KATHMANDU: The Nepali authorities and IMF staff have reached staff-level agreement on the policies and reforms needed to complete the 5th review, paving the way for Nepal to draw another SDR 3.14 million (about $40.6 million) under the Extended Credit Facility of the IMF.

The agreement, however, is subject to approval by the Executive Board of the IMF. Nepal would have access to $40.6 million after the agreement is approved by the IMF’s Executive Board, bringing the total IMF financial support disbursed under the ECF to SDR 219.7 million (about US$283.9 million), from a total of SDR 282.42 million.

A team of IMF led by Sarwat Jahan visited Kathmandu on January 8-19 to hold discussions with Nepali authorities.

“Nepal continues to make progress with the implementation of the ECF-supported program.
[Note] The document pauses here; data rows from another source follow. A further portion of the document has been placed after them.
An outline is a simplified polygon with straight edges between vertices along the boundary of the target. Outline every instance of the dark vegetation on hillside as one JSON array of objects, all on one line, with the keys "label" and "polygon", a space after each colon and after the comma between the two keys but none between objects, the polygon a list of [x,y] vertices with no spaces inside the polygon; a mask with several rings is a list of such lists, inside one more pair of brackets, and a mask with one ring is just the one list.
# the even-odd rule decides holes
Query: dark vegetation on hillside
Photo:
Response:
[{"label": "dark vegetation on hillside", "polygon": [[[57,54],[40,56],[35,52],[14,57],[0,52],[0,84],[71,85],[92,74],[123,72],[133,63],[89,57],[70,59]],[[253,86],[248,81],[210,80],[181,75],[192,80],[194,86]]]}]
Program performance was satisfactory, with all quantitative performance criteria and indicative targets for end-July 2024 met except for the indicative targets on revenue collection and child welfare grants,” Jahan said in a statement issued at the end of the mission.

The IMF team noted that Nepal has made some structural reforms while reforms in some areas are still ongoing.

Key reforms accomplished as a part of the fifth review include amendment of anti-money laundering (AML) law, strengthening the financial oversight of public enterprises, and completing an audit of the FY2023/24 financial statement of the Nepal Rastra Bank (NRB) involving the service of experts with international experience in auditing other central banks.

“Despite the cancellation of the initial procurement for the Loan Portfolio Review (LPR) of the 10 largest banks, the NRB remains committed to completing the review and has restarted the process to hire an independent international consultant to assist with the LPR,” the statement added.

According to the IMF team, Nepal’s economic growth is expected to gather pace, exceeding four percent in FY2024/25, supported by stronger public capital expenditure, including on post-flood recovery and reconstruction efforts.

The team expects imports to rebound in the second half of the year and flood-driven food inflation is expected to ease as transport networks are repaired and agricultural output recovers improving the food supply. “However, the outlook is subject to important downside risks, including under-execution of growth-enhancing capital projects, an increase in financial sector vulnerabilities, and potential disruption to policy continuity and reform implementation,” it added.